Abdullah bin Abil Hudzail Al-Anaziy –rahimahullah– berkata,
كُنْتُ جَالِسًا عِنْدَ عُمَرَ، فَجِيْءَ بِشَيْخٍ نَشْوَانَ فِيْ رَمَضَانَ، قال: وَيْلَكَ، وَصِبْيَانُنَا صِيَامٌ؟ فَضَرَبَهُ ثَمَانِيْنَ
“Aku pernah duduk di sisi Umar, lalu didatangkanlah seorang bapak tua yang mabuk di bulan Ramadhan. Umar berkata, “Celaka engkau!! Apakah anak-anak kecil kami saja berpuasa?” Kemudian beliaupun memukul bapak tua itu sebanyak 80 kali”.[HR. Al-Bukhoriy dalam Shohih-nya secara mu’allaq, Abdur Rozzaq dalam Al-Mushonnaf (no. 17043), Ibnu Sa’ad dalamAth-Thobaqot Al-Kubro(6/115) dan Ibnul Ja’ad Al-Jauhariy dalam Al-Musnad (no. 595)]
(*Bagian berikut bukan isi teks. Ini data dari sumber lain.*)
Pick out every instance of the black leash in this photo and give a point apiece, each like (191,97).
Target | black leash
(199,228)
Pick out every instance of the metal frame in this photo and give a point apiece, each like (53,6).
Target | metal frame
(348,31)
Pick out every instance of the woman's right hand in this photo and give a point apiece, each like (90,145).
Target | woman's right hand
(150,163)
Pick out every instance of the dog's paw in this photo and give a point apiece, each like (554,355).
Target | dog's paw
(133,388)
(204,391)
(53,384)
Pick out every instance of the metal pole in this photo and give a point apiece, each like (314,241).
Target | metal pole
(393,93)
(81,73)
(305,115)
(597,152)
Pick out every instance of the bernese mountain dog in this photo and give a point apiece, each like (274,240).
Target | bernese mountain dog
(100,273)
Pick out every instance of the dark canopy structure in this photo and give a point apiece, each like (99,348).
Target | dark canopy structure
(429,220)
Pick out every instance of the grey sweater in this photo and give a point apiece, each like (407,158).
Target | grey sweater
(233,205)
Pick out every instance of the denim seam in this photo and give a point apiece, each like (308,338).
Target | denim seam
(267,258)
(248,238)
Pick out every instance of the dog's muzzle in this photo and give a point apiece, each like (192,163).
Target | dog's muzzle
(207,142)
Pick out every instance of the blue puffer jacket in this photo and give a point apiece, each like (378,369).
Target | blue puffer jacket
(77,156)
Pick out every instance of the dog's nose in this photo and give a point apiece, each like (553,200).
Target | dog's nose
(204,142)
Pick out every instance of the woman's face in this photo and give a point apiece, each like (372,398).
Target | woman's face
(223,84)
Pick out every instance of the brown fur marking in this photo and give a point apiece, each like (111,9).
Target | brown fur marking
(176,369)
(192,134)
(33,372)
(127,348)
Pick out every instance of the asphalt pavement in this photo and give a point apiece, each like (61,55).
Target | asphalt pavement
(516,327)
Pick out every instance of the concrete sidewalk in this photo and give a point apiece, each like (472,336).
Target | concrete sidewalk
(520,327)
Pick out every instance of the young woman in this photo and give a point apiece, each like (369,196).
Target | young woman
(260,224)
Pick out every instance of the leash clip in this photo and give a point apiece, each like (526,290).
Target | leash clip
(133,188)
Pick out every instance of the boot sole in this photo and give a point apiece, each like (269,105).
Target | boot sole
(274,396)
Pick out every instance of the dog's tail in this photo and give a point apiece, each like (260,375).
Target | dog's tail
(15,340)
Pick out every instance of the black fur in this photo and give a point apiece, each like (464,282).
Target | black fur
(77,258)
Dari sekian keterangan dari Al-Qur’an, Sunnah dan kalam para ulama, kita dapat menarik kesimpulan bahwa memukul dalam Islam merupakan sarana pendidikan dan pengajaran yang dianjurkan dalam agama.
Namun pukulan itu tentunya tidak berlebihan sampai memberikan bekas atau luka dan hendaknya pukulan yang dilakukan bukan tertuju pada wajah.
Semua ini menunjukkan kesalahan pemikiran sebagian praktisi pendidikan yang menyatakan bahwa memukul dalam dunia pendidikan, tak boleh secara mutlak, dan seorang guru boleh saja dituntut jika memukul anak didiknya!!!
Subhanallah, jelas pemikiran seperti ini salah!! Sebab syariat kita membolehkan hal itu sesuai kadar dan batasannya.Memang betul bahwa memukul bukanlah segalanya dalam mengatasi problema anak didik. Tapi ia merupakan salah satu diantara terapi yang dibenarkan dalam agama.